Ermittler Acharya: Ich kann nicht sagen, dass ich vollständig verstehe, was Sie gerade gesagt haben, aber ich verstehe, dass die Notiz aus der Sicht eines Mysteriums geschrieben wurde, und dass die Untersuchung und Spekulation darüber einem Mysterium seine Bedeutung als Mysterium verleiht. Zu diesem Zweck will es gelöst werden, aber sobald es vollständig gelöst ist, hört es auf, ein Mysterium zu sein. Deshalb will es gelöst werden, will es aber auch nicht. Es bringt sich teilweise um, nur um am Leben zu bleiben.

Agent Pallas: Das ist eine verdammt schmerzhafte Rückschau. Verdammt, die Datenbankseite selbst sagt "SCP-5037 ist eine Serie von Morden", und das ist buchstäblich das, was es in seiner Gesamtheit ist. Aber … zu wissen, was es ist, wird es nicht aufhalten. Nichts hindert es daran, sich selbst weiter hinzuzufügen.

Ermittler Acharya: Wir haben das Mysterium noch nicht vollständig gelöst. Sie sagten, der Plural in der Notiz sei, weil es aus Morden besteht, ja?

Agent Pallas: Das wäre die scheinbare Schlussfolgerung, ja.

Ermittler Acharya: Warum war dann in der Notiz, die beim allerersten Opfer gefunden wurde, im Plural?

Agent Pallas: … Oh verdammt, die Rückschau wurde noch schmerzhafter. Ich kann nicht glauben, dass wir das nicht mitbekommen haben. Nein ich kann. Das hat die Foundation natürlich übersehen.

Ermittler Acharya: Jetzt sind Sie an der Reihe, mich aufzuklären.

Agent Pallas: Einen Monat vor der ersten Instanz von SCP-5037 gab es hier in Lubbock einen prominenten Mord in einem verschlossenen Raum. Die Foundation untersuchte ihn damals und untersuchte ihn erneut, nachdem SCP-5037 designiert wurde, tat es jedoch als nicht zusammenhängend ab. Alle Teenager und Experten, die im Internet über das "Dreifach verschlossene Raum"-Mysterium sabberten, betrachteten es als zusammenhängend, und wir ermutigten das, um sie weiter von dem zu entfernen, was wir für die Wahrheit hielten.

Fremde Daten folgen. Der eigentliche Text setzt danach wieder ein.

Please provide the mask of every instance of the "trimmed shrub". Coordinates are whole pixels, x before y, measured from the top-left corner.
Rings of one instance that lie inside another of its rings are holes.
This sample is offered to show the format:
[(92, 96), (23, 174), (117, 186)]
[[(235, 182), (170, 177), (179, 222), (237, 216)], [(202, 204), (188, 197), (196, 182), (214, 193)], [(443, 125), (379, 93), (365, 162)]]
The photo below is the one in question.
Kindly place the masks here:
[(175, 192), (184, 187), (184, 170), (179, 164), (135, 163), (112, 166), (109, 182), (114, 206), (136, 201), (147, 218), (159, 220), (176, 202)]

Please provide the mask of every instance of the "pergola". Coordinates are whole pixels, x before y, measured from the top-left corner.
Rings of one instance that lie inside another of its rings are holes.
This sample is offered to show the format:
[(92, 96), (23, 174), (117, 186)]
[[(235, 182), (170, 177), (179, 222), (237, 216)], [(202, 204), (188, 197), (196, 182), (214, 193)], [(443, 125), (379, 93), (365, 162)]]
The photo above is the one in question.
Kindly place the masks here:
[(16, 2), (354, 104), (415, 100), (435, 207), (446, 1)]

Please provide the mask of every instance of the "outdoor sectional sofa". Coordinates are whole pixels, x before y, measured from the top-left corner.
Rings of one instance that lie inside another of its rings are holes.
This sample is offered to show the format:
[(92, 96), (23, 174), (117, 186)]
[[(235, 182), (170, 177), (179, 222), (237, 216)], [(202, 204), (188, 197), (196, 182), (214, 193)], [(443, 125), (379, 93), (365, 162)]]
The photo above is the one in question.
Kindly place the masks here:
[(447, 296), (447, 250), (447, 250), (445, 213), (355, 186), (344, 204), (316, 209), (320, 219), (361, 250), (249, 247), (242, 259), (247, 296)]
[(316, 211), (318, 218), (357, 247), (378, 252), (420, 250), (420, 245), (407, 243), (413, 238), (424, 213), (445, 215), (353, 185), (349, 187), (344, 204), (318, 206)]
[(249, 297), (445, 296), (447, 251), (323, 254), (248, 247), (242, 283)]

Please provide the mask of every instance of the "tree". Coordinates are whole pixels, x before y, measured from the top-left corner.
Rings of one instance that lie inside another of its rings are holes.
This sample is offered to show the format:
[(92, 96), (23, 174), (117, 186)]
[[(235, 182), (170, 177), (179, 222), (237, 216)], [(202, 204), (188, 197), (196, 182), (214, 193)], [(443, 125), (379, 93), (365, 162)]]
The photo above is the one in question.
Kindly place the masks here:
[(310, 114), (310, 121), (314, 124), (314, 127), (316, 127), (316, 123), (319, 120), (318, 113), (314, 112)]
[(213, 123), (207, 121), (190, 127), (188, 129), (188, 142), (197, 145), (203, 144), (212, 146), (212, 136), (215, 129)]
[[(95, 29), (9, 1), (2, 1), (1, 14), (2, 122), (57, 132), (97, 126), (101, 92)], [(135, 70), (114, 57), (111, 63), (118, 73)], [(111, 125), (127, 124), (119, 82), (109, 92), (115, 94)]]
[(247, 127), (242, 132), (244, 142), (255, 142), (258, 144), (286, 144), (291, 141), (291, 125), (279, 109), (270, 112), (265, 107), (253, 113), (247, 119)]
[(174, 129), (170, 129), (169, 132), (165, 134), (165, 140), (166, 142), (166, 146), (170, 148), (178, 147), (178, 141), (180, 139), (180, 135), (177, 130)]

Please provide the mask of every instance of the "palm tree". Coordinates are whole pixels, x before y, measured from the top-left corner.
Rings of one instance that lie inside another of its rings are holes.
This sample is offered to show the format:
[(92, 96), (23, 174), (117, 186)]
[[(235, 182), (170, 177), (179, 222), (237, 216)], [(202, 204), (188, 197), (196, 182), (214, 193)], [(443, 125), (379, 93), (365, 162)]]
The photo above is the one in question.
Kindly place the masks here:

Ermittler Acharya: Warum wurde es als nicht zusammenhängend abgetan?

Agent Pallas: Weil es überhaupt nicht anomal war, verdammt nochmal … und weil es kein Mord in geschlossenen Räumen war, wie berichtet wurde.

Agent Pallas hält inne und seufzt.

Agent Pallas: Es war Selbstmord.

[ENDE DES PROTOKOLLS]

Anhang.5037.2
Am 10.01.20██ wurde der Polizeichef von Lubbock, Carson Grimes, von der Foundation veranlasst, das Verbrechen der Fälschung von Polizeiaufzeichnungen zu gestehen, um den Selbstmord seines 15-jährigen Sohnes Nelson Grimes durch eine Überdosis Schlaftabletten als "Verschlossener Raum"- Mord zu vertuschen. Außerdem musste er gestehen, dass die ersten drei Fälle von SCP-5037 auch Selbstmorde waren, die er fälschlicherweise als "Verschlossener Raum"-Morde gemeldet hatte, die durch fabrizierte Beweise und Nötigung von Zeugen fingiert wurden.

Nach drei Monaten nach dieser Vorgehensweise ohne zusätzliche SCP-5037-Instanzen steht SCP-5037 vor der Reklassifizierung in Neutralisiert.

Anhang.5037.3
Am 9.4.20██ beging der ehemalige Polizeichef von Lubbock, Carson Grimes, in seiner Gefängniszelle Selbstmord, nachdem er Schlaftabletten überdosiert hatte, die er angefordert hatte, um mit wiederkehrenden Alpträumen umzugehen, die seinen Sohn betrafen.